Магнитофонная лента продолжала крутиться, но голос умолк. Видимо, удивленная школьница пыталась понять, откуда известен ее адрес. Она не могла знать, что во время разговора с ней успели засечь не только номер ее телефона, но и установить адрес абонента. Лента сделала еще несколько холостых оборотов, и вновь послышался голос Дробова:
«– Я знаю не только, где вы живете, я даже могу назвать номер вашего телефона: 14–40–36. Правильно?
– Правильно…
– Вот видите. Вы говорите с инспектором уголовного розыска. Моя фамилия Дробов, Василий Андреевич Дробов. А вас как зовут?
– Кузьмина… Надя… Надежда…
– Вот мы и познакомились, Надя Кузьмина. А как ваше отчество?
– Филипповна. Но меня так еще никто не зовет – по отчеству…
– Разрешите и мне не называть вас по отчеству. Но я должен его знать, чтобы выписать вам пропуск. Чем скорее вы приедете, тем больше останется у вас времени на подготовку к контрольной.
– Я не знаю… Родителей дома нет… Они рассердятся, что я поехала…
– Не рассердятся, поверьте мне. Сколько вам лет?
– Семнадцатый.
– Значит, вы уже взрослый человек. Вы должны понимать, как важно избавить общество от опасного преступника. Мы нуждаемся в вашей помощи, как же вы можете нам отказать? Вы, конечно, комсомолка?
– Да.
– Тем более вы должны нам помочь».
Несколько секунд лента магнитофона шелестела вхолостую, прежде чем послышался тихий голос Нади:
«– Хорошо… Только в случае чего вы объясните родителям… Я приеду к четырем часам.
– Отлично, Надя! Жду! Захватите паспорт. Пропуск будет у постового. В пропуске все сказано: этаж, номер комнаты, моя фамилия…
– Хорошо…
– Тогда – до скорого свидания».
Кулябко выключил магнитофон.
– Запомнила момент выхода неизвестного из ложи с точностью до минуты. Неправдоподобно! – усомнился он.
– Да, да, это странно, – согласился Дробов. – Приедет – выясним. Давайте вторую запись.
Кулябко нажал клавишу магнитофона, послышался старческий сиплый голос:
«– Это 77–49–53?
– Да.
– Это вы давали обращение по телевидению?
– Совершенно верно. Вас слушает старший инспектор уголовного розыска Дробов Василий Андреевич.
– Очень приятно познакомиться. Хочу вам сообщить, что женщину, фотографию которой вы показывали по телевидению, я никогда не встречал.

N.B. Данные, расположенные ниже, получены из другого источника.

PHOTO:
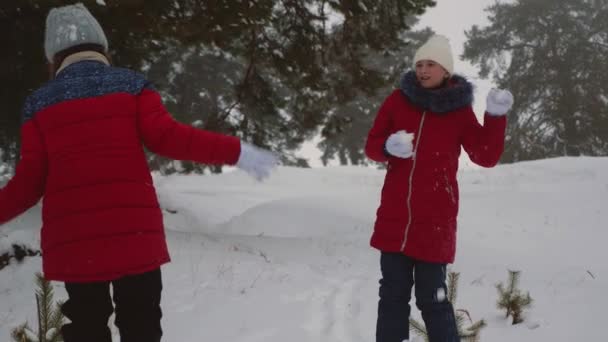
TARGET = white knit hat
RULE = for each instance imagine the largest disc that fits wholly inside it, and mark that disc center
(436, 49)
(70, 26)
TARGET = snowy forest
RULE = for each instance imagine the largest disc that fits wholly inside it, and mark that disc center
(288, 258)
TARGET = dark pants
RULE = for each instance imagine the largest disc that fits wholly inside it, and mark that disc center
(399, 274)
(138, 313)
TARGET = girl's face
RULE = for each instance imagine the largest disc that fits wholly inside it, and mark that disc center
(430, 74)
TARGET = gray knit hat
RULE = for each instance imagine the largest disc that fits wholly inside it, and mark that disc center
(69, 26)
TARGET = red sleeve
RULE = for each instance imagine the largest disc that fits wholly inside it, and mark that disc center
(376, 138)
(484, 144)
(27, 186)
(165, 136)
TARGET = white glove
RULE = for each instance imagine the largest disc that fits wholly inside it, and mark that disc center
(256, 162)
(399, 144)
(499, 102)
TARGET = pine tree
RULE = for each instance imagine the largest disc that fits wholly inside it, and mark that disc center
(280, 66)
(50, 318)
(552, 56)
(466, 334)
(511, 299)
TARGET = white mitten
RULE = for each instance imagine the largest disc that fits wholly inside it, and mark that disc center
(399, 144)
(256, 162)
(499, 102)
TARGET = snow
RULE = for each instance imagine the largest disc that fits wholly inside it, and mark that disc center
(289, 259)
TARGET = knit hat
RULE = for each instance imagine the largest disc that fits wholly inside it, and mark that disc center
(69, 26)
(436, 49)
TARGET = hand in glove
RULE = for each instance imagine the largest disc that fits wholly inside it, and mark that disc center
(256, 162)
(499, 102)
(399, 144)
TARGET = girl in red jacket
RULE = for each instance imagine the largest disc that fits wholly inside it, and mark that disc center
(82, 151)
(419, 131)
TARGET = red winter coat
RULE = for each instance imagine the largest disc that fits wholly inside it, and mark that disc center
(82, 151)
(419, 204)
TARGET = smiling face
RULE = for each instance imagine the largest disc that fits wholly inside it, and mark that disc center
(430, 74)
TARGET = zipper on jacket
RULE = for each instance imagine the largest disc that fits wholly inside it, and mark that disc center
(411, 178)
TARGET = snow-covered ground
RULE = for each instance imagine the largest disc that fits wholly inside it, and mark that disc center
(288, 259)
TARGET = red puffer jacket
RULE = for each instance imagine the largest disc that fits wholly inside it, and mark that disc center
(82, 151)
(419, 204)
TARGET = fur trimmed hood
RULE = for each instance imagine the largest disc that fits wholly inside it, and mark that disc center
(458, 94)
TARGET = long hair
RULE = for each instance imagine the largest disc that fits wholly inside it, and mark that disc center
(63, 54)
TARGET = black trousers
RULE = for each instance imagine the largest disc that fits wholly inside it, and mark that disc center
(399, 274)
(137, 306)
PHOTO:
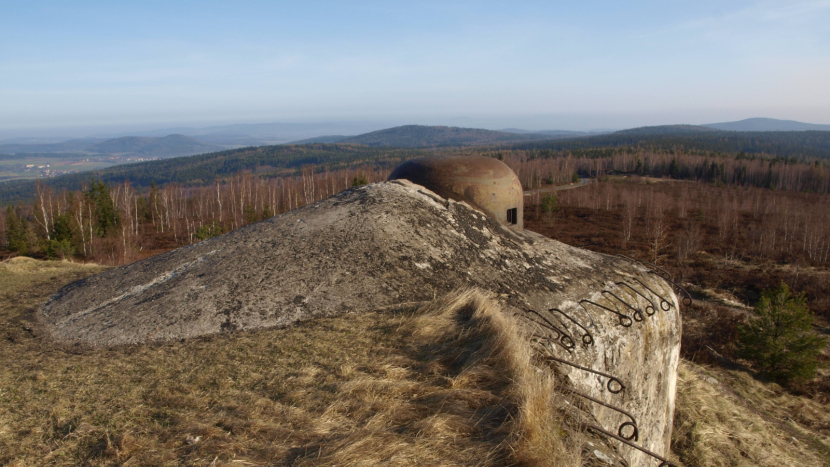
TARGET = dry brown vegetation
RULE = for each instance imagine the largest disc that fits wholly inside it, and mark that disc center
(727, 418)
(446, 384)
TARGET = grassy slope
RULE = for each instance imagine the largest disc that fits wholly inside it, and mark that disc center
(400, 387)
(386, 388)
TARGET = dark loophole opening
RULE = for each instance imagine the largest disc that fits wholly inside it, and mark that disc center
(513, 216)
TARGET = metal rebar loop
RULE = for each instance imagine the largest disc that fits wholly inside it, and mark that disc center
(611, 379)
(687, 300)
(561, 335)
(587, 338)
(664, 304)
(566, 345)
(625, 320)
(638, 315)
(650, 303)
(663, 461)
(561, 338)
(633, 423)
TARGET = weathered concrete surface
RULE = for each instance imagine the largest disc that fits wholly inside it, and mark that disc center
(382, 245)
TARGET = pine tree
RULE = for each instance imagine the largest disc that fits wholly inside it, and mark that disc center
(779, 339)
(107, 217)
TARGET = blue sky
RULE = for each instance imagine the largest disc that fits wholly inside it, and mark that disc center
(536, 65)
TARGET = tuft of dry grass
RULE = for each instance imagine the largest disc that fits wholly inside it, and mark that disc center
(447, 384)
(717, 425)
(496, 352)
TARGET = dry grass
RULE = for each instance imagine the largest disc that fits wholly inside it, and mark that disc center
(716, 424)
(447, 385)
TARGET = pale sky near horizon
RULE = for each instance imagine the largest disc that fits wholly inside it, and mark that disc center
(534, 65)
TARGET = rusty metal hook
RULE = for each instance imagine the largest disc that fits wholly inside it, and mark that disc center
(664, 304)
(633, 423)
(561, 338)
(611, 379)
(587, 338)
(650, 305)
(566, 342)
(663, 461)
(560, 333)
(625, 320)
(638, 315)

– Зачем же вы утруждаете себя этим звонком? Простите, не знаю вашего имени-отчества.
– Денисов Владимир Иваныч. Персональный пенсионер местного значения. Я хочу сказать, уважаемый Василий Андреевич, что этой дамы я не встречал, но я видел, как незадолго до конца сеанса из ложи «Б» вышел молодой человек и быстро пошел вниз по лестнице. У меня был билет в соседнюю ложу. Я еще подумал, что картина, должно быть, совсем плохая, если даже молодые люди не могут досидеть до конца…
– Владимир Иванович, вы нас крайне обяжете, если подъедете к нам, в управление, к восемнадцати часам.
– К вашим услугам. Рад оказать помощь правосудию.
– Жду вас к восемнадцати часам. Захватите паспорт, пропуск будет у постового при входе.
– Ровно в восемнадцать буду у вас».
Голос оборвался, Кулябко щелкнул клавишей, зеленый глаз магнитофона растаял, Дробов прошелся по комнате и остановился перед Кулябкой.
– Итак, пока что мы имеем два свидетельства, согласно которым незадолго до конца сеанса из ложи «Б» вышли два человека. Один из них пожилой, другой – молодой. Они вышли не вместе, а порознь. Это дает право предполагать, что ушедшие не были знакомы друг с другом, иначе они ушли бы одновременно.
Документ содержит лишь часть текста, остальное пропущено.